The breach took place via its mobile app, MyQuest by Care360, which allows patients to manage their appointments and view their test results. The hack gave "an unauthorized third party" access to patient names, birth dates, lab results and telephone numbers. The hacked data did not contain Social Security numbers or financial or insurance information.

Patient privacy not safe

The hack is only the latest in a surging number of cyberattacks on health care companies. In the first 11 months of this year, 92 separate health care-related data breaches were reported (not including the Quest Diagnostics breach, which was reported this month). Last year, hacks compromised records for more than 12 million patients.

"For hackers, developing a targeted attack is a significant effort, so it's no surprise that they focus on healthcare organizations that store highly valuable patient data (significantly more valuable than credit cards … )," said Israel Levy, CEO of security company BUFFERZONE. He called the Quest Diagnostics hack "yet another indication that despite regulations like HIPAA, healthcare organizations still aren't doing enough to protect themselves."


The Health Insurance Portability and Accountability Act (HIPAA) requires health care providers to guard the privacy of patients' information. Thus, records stored or transmitted on remotely accessible networks should be protected with the highest levels of digital security -- which by and large, does not seem to be happening.

In a high-profile case last year, Anthem Blue Cross Blue Shield -- the second largest insurer in the country -- suffered a data breach affecting the records of an astonishing 78.8 million people.
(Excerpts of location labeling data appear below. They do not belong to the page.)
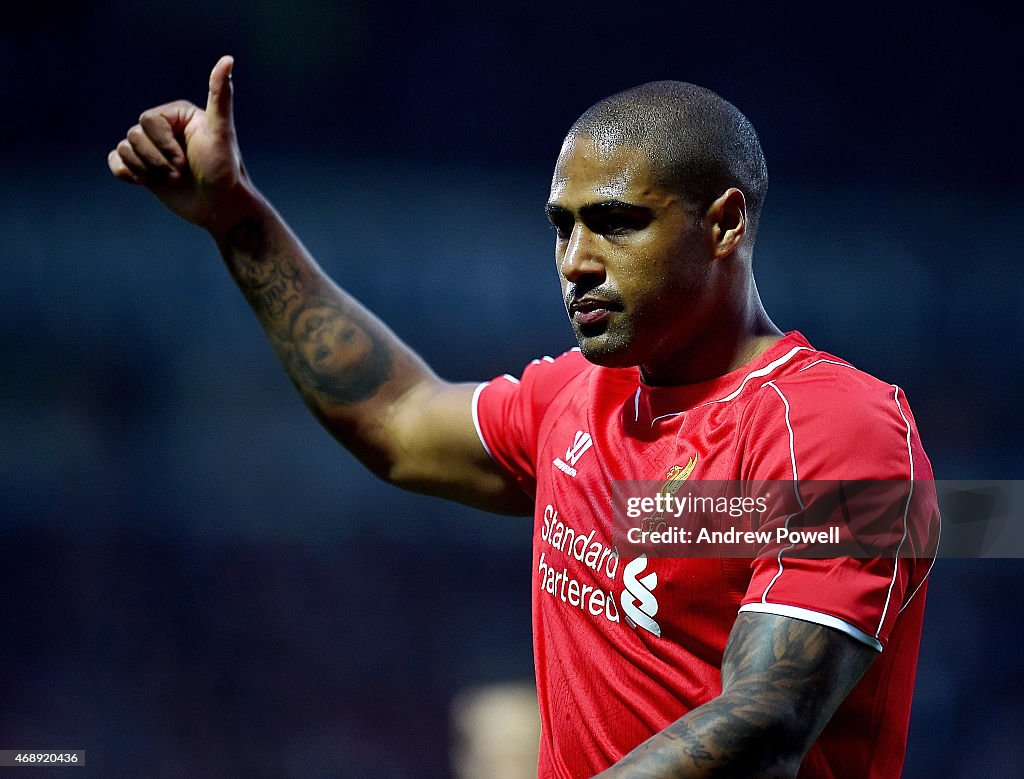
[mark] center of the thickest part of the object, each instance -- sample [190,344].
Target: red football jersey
[626,646]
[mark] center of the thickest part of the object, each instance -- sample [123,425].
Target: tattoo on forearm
[794,674]
[331,349]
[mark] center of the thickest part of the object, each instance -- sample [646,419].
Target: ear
[726,220]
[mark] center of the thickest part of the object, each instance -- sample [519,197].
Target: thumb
[218,102]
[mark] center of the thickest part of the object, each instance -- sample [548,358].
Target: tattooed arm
[782,680]
[367,387]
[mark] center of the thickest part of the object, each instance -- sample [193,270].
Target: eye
[620,222]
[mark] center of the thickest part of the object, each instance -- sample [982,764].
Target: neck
[726,344]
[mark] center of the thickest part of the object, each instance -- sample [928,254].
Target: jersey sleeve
[508,413]
[840,452]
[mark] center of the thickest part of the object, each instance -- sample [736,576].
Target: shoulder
[834,421]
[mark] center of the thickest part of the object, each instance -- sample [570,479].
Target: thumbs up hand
[185,156]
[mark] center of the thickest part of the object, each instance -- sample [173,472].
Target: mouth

In that case, no medical or credit card information was lost, but patients were warned that the information lost -- names, birth dates, social security numbers, employment information, email addresses and even street addresses -- was sufficient to fuel various types of identity theft and fraud. It also provided a way for scammers to contact patients, posing as representatives of Anthem, and try to gather more information.

Highly profitable targets

Evidence suggests that the hacked information sells for lucrative sums on the black market. Earlier this year, a hacker claimed to be selling a total of 655,000 patient records from three different health care organizations. The seller was asking for $100,000 to $395,000 per database.
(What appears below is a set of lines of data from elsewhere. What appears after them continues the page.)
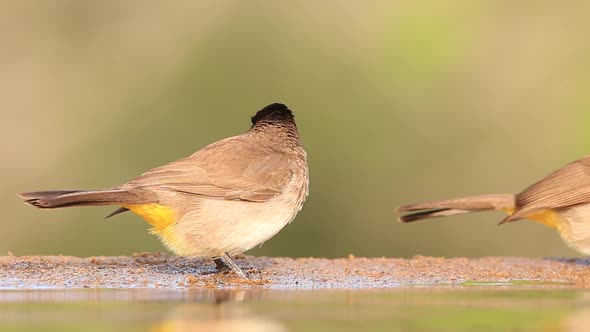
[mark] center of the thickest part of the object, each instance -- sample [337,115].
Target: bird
[226,198]
[560,200]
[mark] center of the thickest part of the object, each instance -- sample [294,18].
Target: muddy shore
[149,270]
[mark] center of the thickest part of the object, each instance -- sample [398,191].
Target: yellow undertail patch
[158,216]
[161,218]
[549,217]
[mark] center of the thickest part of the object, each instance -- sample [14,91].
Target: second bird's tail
[449,207]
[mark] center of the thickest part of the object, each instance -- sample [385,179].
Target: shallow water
[466,308]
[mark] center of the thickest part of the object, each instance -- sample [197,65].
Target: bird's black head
[274,113]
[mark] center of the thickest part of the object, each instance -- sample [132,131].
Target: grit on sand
[164,271]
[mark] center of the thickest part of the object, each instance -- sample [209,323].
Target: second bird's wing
[568,186]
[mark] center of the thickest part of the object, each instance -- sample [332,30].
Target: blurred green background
[397,102]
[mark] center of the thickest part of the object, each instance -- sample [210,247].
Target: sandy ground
[163,271]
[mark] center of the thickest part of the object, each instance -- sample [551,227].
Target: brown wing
[565,187]
[230,169]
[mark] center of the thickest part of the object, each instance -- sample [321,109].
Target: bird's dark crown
[273,112]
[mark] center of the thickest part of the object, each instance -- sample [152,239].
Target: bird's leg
[225,262]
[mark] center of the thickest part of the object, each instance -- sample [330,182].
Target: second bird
[223,200]
[561,200]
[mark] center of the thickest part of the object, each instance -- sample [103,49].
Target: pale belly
[575,230]
[219,226]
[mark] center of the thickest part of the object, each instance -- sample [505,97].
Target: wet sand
[149,270]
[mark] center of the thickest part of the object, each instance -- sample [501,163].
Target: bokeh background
[397,102]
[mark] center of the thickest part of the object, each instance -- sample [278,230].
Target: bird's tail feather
[65,198]
[449,207]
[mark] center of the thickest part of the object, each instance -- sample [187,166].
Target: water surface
[466,308]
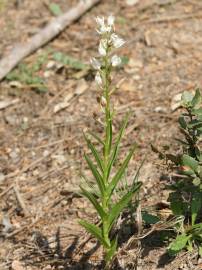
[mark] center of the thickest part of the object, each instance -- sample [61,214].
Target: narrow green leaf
[95,231]
[94,202]
[109,134]
[121,171]
[138,172]
[118,207]
[150,219]
[178,244]
[195,206]
[111,251]
[96,174]
[96,137]
[187,98]
[55,9]
[190,162]
[182,122]
[200,251]
[117,143]
[197,98]
[95,153]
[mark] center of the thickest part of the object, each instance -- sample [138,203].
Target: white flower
[116,60]
[103,101]
[100,21]
[95,63]
[110,20]
[102,27]
[103,47]
[98,78]
[117,41]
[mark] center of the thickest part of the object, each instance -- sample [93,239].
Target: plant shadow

Hackers can also find other ways to make money from the health care industry. In February of this year, Hollywood Presbyterian Medical Center paid $16,664 (40 bitcoins) in ransom to hackers who had shut down its computer network. In this type of attack, known as ransomware, hackers encrypt the victim's data and provide the decryption key only upon receiving a ransom payment.

Hospital CEO Allen Stefanek said patient care was unaffected and hospital records remained uncompromised, but that administrators had decided that "the quickest and most efficient way to restore our systems and administrative functions was to pay the ransom."
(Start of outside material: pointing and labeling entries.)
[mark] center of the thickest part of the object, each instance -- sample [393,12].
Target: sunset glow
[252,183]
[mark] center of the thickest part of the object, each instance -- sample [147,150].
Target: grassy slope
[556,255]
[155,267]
Computer security experts normally advise against paying ransom, although in some cases this is contradicted by law enforcement, said Adam Kujawa, head of malware intelligence for digital security company Malwarebytes.

"Unfortunately, a lot of companies don't tell anybody if they had fallen victim to ransomware and especially if they have paid the criminals," Kujawa said, "but I know from the experiences I hear about from various industry professionals that it's a pretty common practice to just hand over the cash."